The Last Ship w kolejnych 2 odcinkach pokazuje pazur. Twórcy wykazują się luźnym podejściem do konceptu, nie próbując silić się na pseudo-ambitne dyrdymały, bo nie o to tutaj chodzi. Po 3 odcinkach wiemy, że The Last Ship to serial lekki, sztampowy i przede wszystkim oparty na akcji. Wydarzenia z Guantanamo ogląda się fantastycznie - dzieje się dużo, są także emocje, a decyzje bohaterów, choć proste, nie rażą przesadną absurdalnością. Wszystko jest okraszone tak soczystymi onelinerami, aż ma się wrażenie seansu rozrywkowego kina klasy B z lat 80. ("Nie będę negocjować z terrorystami" wypowiedziane w takiej formie i rozmowa o zemście wzbudza radość). Też jest sztuką wziąć tego typu ograne motywy i stworzyć z tego całość, którą ogląda się z przyjemnością i uśmiechem na ustach. Oczywiście, że jest banalnie i nieco wtórnie, a niektóre dialogi wymawiane na poważnie tworzą komiczny efekt, ale udaje się z tego stworzyć dobrą mieszankę.
Wydarzenia z obu odcinków pokazują widzom historię wręcz oczywistą i przewidywalną, ale diabelnie wciągającą. Nie razi wcale to, że za przeciwników mamy stereotypowych terrorystów i równie kliszowatych Rosjan, bo udaje się to opowiadać w dobrym stylu. Na nudę narzekać nie wolno a akcja brnie do przodu w szybkim tempie. Niektóre sceny są niezamierzenie zabawne, ale nigdy serial nie popada w stan parodii, zachowując odrobinę powagi. Mowa głównie o intymnych scenach rozmów o życiu (choć jest ich niewiele) oraz o romansującej parze, których wspólne momenty dają czasem wielki ubaw.
Zobacz zwiastun 3. odcinka:
[video-browser playlist="633802" suggest=""]
Akcja w Guantanamo oraz starcie z Rosjanami wypełniają większość odcinków. Mamy jednak jeszcze dość oklepany wątek Quincy'ego, asystenta doktor Scott. Także pięknie oczywisty, choć momentami może nawet zbyt banalny. Bardziej przekonująco wypadłby zły Quincy, bo wierzy w ideologię rosyjskiego admirała, niż szantażowany porwaną rodziną. Wątek jednak pozostał nierozwiązany, więc możemy liczyć na kolejne starcie dwóch okrętów.
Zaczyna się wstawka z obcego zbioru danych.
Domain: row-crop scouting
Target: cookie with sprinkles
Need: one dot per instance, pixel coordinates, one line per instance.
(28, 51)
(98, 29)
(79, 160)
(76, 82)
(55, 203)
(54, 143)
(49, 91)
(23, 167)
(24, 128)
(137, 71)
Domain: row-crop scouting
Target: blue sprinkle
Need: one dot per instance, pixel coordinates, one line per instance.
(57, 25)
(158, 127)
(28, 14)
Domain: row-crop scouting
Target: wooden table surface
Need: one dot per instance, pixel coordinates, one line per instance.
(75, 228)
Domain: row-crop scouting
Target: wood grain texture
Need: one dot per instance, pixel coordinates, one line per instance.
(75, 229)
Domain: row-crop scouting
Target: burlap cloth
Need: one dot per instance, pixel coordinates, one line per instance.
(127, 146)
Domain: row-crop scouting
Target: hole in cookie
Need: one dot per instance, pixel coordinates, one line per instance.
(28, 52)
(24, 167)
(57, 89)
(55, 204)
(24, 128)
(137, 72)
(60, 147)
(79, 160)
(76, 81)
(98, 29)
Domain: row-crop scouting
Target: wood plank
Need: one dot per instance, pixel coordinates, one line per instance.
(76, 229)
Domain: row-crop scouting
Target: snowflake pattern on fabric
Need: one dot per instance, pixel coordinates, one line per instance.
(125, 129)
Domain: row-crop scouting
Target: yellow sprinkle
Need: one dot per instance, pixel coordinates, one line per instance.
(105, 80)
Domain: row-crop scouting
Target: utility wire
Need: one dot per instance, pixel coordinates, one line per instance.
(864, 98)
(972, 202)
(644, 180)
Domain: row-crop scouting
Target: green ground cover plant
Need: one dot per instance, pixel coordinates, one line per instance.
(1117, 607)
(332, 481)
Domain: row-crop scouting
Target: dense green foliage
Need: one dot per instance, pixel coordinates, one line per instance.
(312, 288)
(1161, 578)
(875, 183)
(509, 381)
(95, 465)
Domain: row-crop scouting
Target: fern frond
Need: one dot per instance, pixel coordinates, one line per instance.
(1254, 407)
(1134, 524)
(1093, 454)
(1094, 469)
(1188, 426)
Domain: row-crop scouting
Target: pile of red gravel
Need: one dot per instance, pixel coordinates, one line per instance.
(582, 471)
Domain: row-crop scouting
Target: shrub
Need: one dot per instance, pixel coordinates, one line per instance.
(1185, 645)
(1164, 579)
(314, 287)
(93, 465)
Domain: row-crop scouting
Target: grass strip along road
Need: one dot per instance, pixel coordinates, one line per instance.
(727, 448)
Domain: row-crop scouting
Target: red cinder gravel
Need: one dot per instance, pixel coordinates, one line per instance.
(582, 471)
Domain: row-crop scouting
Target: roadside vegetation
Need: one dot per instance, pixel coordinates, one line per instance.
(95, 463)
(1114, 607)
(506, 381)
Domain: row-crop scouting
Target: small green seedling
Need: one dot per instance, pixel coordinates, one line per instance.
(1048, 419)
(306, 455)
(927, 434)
W tym wszystkim może się podobać przedstawienie działania marynarki wojennej. Procedury, użycie różnych sprzętów oraz specyficzne słownictwo tworzy przyzwoitą iluzję realizmu. Nie jest istotne, czy w istocie tak to wszystko działa - ważne jest, że sprawia takie wrażenie.
The Last Ship jest jak kino rozrywkowe klasy B - sztampowe i banalne, ale tak szalenie wciagające, że ogląda się to z wielką przyjemnością. Na nudę nie narzekamy, akcji jest co nie miara (wybuchów a la Bay też nie brak) i produkcja staje się godnym polecenia letnim serialem przygodowym. Wystarczy tylko zaakceptować jego konwencję i zabawa jest dobra.